A jornalista que em 1974 entrou para o então recém lançado Expresso, não deixaria de ser confrontada com o nome de Francisco Pinto Balsemão. «Tenho uma admiração incondicional pelo Francisco Pinto Balsemão. Ele era um filho de família, filho de pais tardios, tinha muito dinheiro, muito sucesso com as mulheres. Tinha tudo para se ter perdido por aí. Fez a Ala liberal com o Dr. Sá Carneiro, fez o Expresso, que formatou uma geração, fez a SIC, que formatou outra geração, e é um grande, grande jornalista.»
À pergunta «entre fé, esperança e caridade ou entre liberdade, igualdade, fraternidade, qual é a trilogia que escolhe?», MJA respondeu convictamente: «liberdade». Seguiu daí para o sentido da igualdade e sobre a possibilidade de distribuir «bem as coisas e de forma inteligente, de maneira a que cada um renda, não por igualdade, mas…». E LO rematou com a referência à parábola dos talentos. Que levaria a uma segunda conversa.

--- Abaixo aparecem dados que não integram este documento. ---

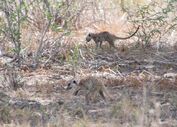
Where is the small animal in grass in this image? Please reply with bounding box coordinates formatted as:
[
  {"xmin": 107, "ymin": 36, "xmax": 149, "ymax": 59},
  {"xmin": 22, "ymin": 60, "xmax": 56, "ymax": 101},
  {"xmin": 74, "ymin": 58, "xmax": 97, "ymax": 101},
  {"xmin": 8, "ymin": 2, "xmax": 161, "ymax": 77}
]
[
  {"xmin": 66, "ymin": 76, "xmax": 112, "ymax": 104},
  {"xmin": 86, "ymin": 26, "xmax": 140, "ymax": 49}
]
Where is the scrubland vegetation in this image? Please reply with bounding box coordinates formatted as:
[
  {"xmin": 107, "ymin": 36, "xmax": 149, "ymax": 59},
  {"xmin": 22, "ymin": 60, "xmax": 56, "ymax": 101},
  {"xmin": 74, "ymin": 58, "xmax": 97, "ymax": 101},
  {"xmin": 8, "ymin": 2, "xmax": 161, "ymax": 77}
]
[{"xmin": 0, "ymin": 0, "xmax": 177, "ymax": 127}]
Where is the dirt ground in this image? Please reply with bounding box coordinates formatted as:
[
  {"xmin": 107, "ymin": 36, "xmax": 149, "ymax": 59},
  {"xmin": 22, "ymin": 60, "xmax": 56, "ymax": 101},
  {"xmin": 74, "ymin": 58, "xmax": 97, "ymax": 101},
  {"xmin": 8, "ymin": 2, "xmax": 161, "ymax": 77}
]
[{"xmin": 0, "ymin": 48, "xmax": 177, "ymax": 127}]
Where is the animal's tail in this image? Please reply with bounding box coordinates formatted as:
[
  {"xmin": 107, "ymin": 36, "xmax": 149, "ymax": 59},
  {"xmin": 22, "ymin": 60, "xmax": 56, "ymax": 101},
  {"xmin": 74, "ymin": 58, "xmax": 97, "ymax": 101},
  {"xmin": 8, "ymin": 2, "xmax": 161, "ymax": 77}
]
[{"xmin": 116, "ymin": 26, "xmax": 140, "ymax": 39}]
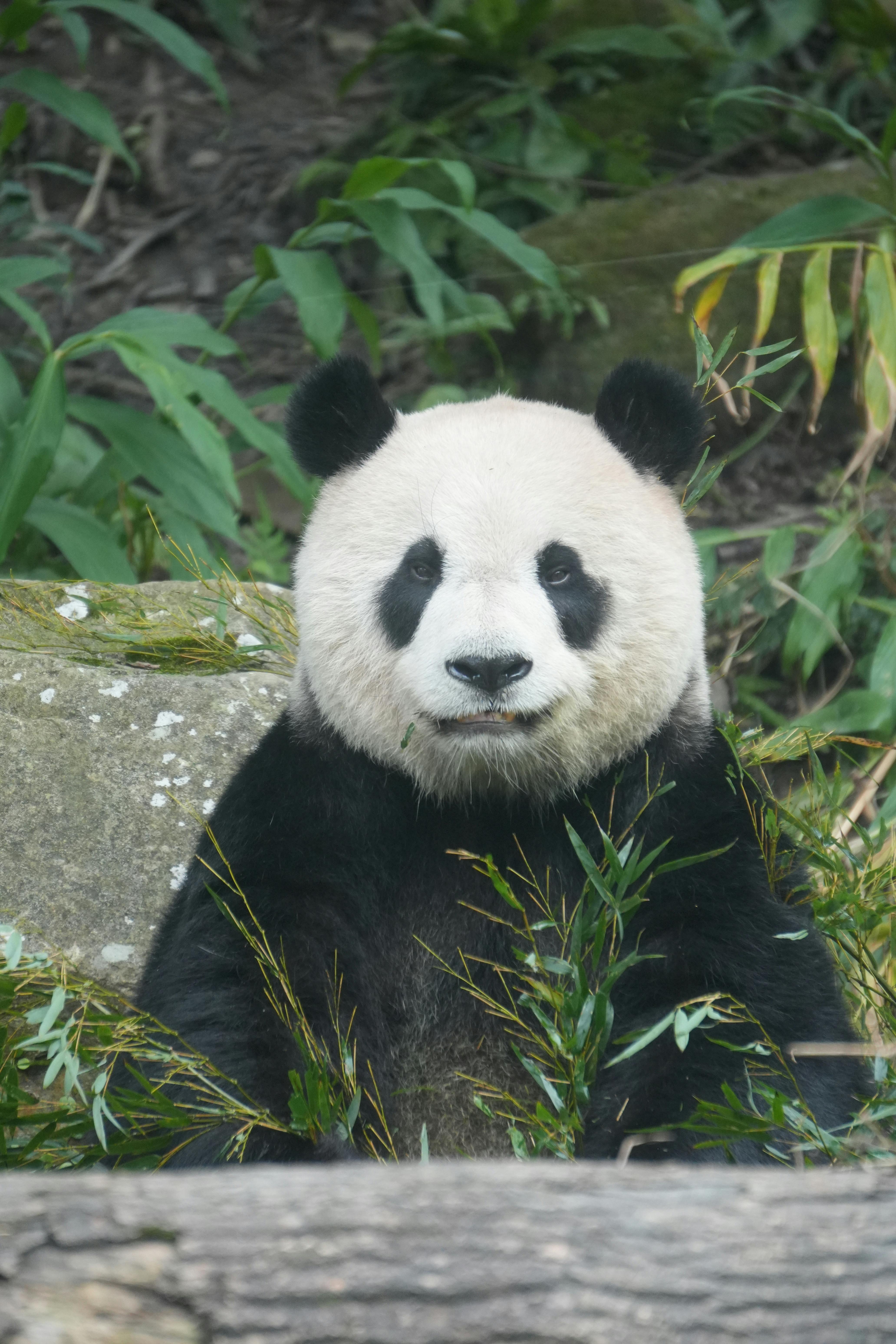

A mesma MJA que também entrevistou Margaret Thatcher diz-se «muito insegura», mesmo perante a interpelação de LO: «Mas está muito bem treinada!». Não vota à esquerda e a única vez que votou no PS, em 1975, considera que votou no país e não em Mário Soares. Falamos da mesma MJA que lê apaixonadamente Ruy Belo e adora ir à Zara. A dona de uma voz que diz ser «rouca demais». Não o suficiente para ter passado despercebida entre o jornalismo que vai seguindo o seu caminho indefinido, muito diferente do do Expresso de 1974, quando MJA começou, e que continua a ouvi-la. E entre a classe política, que nas diferentes representações aceitou e aceita responder às suas perguntas, mesmo com o gravador no play.